Prisonniers palestiniens : Kerry sous pression 

Le secrétaire d'État américain, John Kerry, s'est rendu une nouvelle fois au Moyen-Orient pour tenter de sauver le processus de paix. L'Autorité palestinienne menace de relancer ses démarches d'adhésion à l'ONU si elle n'obtient pas la libération d'un groupe de prisonniers.

Elle s'était pourtant engagée à suspendre toute démarche d'adhésion aux organisations internationales dans le cadre de la reprise des pourparlers en juillet, sous l'égide de John Kerry.

En soirée, le chef de la diplomatie américaine a parlé durant deux heures avec le premier ministre israélien Benyamin Nétanyahou.

Il n'a pas pu s'entretenir avec le président palestinien Mahmoud Abbas, mais il devait rencontrer plus tard le négociateur palestinien et le chef des Renseignements. 

La direction palestinienne demande à John Kerry de lui fournir dans les 24 heures des assurances de la libération du dernier contingent de prisonniers par Israël.

Israël s'était engagé à libérer 104 prisonniers dans le cadre de la reprise des négociations de paix en juillet sous l'égide de John Kerry. Mais il refuse maintenant de laisser partir le dernier groupe en raison, dit-il, de la dégradation du climat.

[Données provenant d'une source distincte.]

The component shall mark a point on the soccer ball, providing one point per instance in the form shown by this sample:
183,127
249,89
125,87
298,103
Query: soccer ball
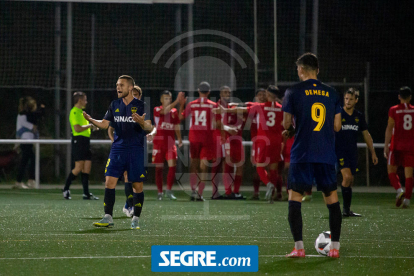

Un responsable palestinien accuse Israël de pratiquer « une politique de chantage » en liant la libération du dernier groupe de prisonniers à une prolongation des négociations.

Les Palestiniens s'opposent quant à eux à la poursuite des négociations de paix au-delà du 29 avril sans « arrêt complet de la colonisation en Cisjordanie et à Jérusalem-Est ».

Vers la libération de l'espion israélien Jonathan Pollard

Pour tenter de détendre l'atmosphère, Washington envisagerait de libérer l'espion israélien Jonathan Pollard, qui purge une peine de prison à perpétuité aux États-Unis. Une manière d'inciter Israël à faire un geste semblable envers les détenus palestiniens.  

Selon des médias israéliens, Benyamin Nétanyahou pourrait faire preuve de souplesse si le président américain Barack Obama consentait à le libérer. Jonathan Pollard est un ancien analyste de la marine américaine, considéré comme un héros national en Israël.

Selon une proposition d'accord, l'espion serait libéré avant la Pâque juive, à la mi-avril. Les négociations israélo-palestiniennes seraient prolongées et un groupe supplémentaire de prisonniers palestiniens serait relâché en plus du dernier contingent prévu.